On most days, I consider myself a highly rational person, but there is nothing rational about grief.  The more I start to feel okay, the more I want to not feel okay.  The more I want the first hard torrent back.  Because I was closer to him having been alive then?  Because it’s some kind of betrayal to be okay?  Because being okay means accepting that he is gone, moving on to a stage of my life that doesn’t have him in it?  The more moments of okayness I start having, the more I need to be anything but okay.  The part of me that is still rational would like the rest of me to stop being such a mess.  The two parts are at war.  Despite what some people who know me may think, I am a peaceful person; war doesn’t suit me.

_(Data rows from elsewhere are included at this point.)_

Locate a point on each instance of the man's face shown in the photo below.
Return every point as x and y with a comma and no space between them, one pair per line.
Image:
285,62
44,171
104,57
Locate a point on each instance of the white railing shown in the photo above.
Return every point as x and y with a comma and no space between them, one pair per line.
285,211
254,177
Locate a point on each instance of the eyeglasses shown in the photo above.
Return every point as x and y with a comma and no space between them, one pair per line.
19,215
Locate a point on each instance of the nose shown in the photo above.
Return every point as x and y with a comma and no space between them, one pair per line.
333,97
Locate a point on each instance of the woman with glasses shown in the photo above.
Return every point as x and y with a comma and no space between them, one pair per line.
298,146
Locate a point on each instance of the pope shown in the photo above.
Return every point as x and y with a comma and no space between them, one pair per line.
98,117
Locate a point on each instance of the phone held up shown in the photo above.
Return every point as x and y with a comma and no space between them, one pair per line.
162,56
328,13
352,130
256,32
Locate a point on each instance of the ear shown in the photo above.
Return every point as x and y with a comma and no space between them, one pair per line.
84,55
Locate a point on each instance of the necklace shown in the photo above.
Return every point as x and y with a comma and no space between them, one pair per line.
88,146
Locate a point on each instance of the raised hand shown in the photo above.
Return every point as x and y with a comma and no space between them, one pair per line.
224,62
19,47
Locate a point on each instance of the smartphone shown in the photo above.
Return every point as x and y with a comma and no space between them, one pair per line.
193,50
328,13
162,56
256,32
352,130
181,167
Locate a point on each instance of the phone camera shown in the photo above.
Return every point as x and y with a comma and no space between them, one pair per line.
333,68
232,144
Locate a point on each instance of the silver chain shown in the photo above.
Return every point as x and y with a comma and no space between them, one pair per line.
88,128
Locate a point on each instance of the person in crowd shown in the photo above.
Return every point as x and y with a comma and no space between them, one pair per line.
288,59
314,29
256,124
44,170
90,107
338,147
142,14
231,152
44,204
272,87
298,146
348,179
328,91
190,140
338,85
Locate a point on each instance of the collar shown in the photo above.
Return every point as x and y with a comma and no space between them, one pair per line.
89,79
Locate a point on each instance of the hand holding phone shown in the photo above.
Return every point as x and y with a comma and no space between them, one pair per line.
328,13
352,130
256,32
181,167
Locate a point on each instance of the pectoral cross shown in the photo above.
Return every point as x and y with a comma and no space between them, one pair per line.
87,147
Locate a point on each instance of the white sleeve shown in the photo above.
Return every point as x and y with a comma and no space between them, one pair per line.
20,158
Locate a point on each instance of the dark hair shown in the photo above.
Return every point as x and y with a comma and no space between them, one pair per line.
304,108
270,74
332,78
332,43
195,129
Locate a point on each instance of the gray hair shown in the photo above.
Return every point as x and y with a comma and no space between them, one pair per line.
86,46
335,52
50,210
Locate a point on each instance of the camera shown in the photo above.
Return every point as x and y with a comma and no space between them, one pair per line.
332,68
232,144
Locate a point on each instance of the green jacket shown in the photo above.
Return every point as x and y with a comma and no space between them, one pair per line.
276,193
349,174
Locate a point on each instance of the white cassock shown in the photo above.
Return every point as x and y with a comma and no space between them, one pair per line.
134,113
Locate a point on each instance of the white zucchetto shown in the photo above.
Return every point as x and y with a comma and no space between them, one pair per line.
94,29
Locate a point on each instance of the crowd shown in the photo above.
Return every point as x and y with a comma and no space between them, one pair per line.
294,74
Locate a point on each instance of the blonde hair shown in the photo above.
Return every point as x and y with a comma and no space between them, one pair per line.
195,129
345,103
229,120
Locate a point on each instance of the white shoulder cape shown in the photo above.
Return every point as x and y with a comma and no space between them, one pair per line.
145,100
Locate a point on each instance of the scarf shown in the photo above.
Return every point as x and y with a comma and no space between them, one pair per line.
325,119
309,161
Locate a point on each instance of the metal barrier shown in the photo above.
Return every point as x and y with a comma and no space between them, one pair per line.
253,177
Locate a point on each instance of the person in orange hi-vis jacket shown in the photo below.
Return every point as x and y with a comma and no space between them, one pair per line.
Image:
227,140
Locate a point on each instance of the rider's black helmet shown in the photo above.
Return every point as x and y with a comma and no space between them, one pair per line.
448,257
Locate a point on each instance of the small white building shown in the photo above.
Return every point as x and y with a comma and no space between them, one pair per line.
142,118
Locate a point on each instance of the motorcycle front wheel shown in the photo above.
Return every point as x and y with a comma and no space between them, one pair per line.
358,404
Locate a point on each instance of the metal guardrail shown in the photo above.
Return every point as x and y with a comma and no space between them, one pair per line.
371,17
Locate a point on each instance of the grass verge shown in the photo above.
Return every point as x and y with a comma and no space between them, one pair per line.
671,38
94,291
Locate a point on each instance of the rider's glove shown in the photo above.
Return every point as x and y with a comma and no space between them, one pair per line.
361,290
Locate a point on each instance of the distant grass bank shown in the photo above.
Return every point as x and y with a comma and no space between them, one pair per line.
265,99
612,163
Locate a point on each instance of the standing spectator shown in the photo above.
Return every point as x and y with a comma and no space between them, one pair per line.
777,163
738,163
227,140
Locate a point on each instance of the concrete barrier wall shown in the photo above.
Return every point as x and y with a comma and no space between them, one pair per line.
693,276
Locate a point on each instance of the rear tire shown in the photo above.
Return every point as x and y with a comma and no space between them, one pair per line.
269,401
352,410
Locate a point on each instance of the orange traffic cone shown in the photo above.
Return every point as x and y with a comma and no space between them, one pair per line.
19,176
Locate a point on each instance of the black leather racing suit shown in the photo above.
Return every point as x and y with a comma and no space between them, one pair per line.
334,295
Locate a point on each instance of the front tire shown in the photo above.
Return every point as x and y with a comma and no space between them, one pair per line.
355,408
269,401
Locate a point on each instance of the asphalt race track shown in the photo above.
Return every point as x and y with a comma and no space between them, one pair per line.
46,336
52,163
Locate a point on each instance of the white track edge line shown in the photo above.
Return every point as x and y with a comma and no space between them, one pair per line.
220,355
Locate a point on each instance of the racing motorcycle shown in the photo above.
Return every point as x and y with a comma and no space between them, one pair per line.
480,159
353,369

It is also a surprise to find that, as the okay moments multiply, this doesn’t actually make any more sense of the other moments.  They still happen just as randomly and knock me down just as hard.  That doesn’t seem right.  It seems like the process of healing should include the buildup of some kind of tolerance.  I suppose it will, eventually.  I guess it’s just misleading – when you start being able to return to the regular pattern of your days, you assume that means other things are returning too.  But this process happens on its own time.

I expect I’ll be learning new things about bereavement for a while yet.